Projects

This section covers documentation for specific projects supported by Deployer.

JupyterHub

TACC’s integrated JupyterHub project extends the community supported JupyterHub with customizations that enable deeper integration and ease of use of TACC resources from directly within running notebook servers.

The main features provided by the TACC JupyterHub are:

  • Individual Jupyterhub instance for each project with customized notebook server image based on the research interests of the community.
  • Dedicated notebook server running in a Docker container for each user.
  • Persistent storage volumes backed by large-scale storage at TACC and mounted directly to the “permanent” directory within each notebook container.
  • Additional volume mounts, customizable through configuration, to provide POSIX interfaces to additional file collections stored on TACC systems.
  • Integrated authentication with the TACC OAuth server or another tenant OAuth server.
  • TACC CLI, agavepy, and other libraries pre-installed in the user’s notebook server for integrating with other TACC Cloud services.

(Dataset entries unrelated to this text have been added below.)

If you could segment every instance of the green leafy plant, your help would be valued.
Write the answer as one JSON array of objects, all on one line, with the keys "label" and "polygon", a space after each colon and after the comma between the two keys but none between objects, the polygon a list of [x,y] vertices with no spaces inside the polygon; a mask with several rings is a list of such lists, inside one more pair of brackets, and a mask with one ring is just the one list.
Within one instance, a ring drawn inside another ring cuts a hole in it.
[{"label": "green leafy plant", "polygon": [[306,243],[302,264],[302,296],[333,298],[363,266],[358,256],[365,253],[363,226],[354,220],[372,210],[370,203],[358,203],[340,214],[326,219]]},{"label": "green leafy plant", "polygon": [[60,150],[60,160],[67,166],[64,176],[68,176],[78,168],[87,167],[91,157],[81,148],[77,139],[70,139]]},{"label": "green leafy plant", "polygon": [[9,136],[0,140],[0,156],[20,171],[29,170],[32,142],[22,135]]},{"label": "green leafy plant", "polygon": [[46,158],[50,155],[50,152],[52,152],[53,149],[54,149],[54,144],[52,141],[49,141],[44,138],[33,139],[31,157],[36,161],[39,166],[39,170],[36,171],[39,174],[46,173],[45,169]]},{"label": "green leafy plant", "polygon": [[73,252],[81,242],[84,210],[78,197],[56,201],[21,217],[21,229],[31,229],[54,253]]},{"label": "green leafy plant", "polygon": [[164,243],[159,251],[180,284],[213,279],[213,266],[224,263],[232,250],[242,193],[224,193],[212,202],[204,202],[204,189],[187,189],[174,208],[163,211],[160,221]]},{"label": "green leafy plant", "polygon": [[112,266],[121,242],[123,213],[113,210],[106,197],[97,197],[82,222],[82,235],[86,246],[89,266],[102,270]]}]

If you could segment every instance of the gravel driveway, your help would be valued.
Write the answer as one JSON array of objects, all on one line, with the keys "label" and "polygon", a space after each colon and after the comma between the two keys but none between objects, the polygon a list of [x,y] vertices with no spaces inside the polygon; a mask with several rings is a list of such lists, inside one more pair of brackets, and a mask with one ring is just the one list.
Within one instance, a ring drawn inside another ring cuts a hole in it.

The CIC group at TACC maintains the core TACC JupyterHub code and automated deployment management in Deployer. The notebook server images are developed by a number of individuals across multiple groups at TACC as well as through contributions by external partners.

Primary Server Requirements and Options

The TACC JupyterHub uses Docker Swarm 1.11 to deploy notebook servers as Docker containers on a cluster. It requires a minimum of two servers meeting the following requirements:

  • One server with the hub role. This server will run the main JupyterHub application and therefore will require ports 80 and 443 open to the public internet.
  • One or more servers with the worker role. These servers will run the user notebook containers.
  • Ports must be opened between manager and workers to enable communication. For each server, the optional private_ip attribute may be specified. If is it, communication will happen on this IP. Otherwise, it will happen on ssh_host. If firewalld and/or iptables are running on the hosts, make sure that both the local IP and the 172.17.0.0 subnets (the Docker0 bridge) are opened.

In addition to a Docker 1.11 Swarm cluster, an NFS management cluster will be constructed from the hub node (nfs server) to all worker nodes (nfs clients). This NFS management cluster is required as it is used to persist login data from the hub to the workers.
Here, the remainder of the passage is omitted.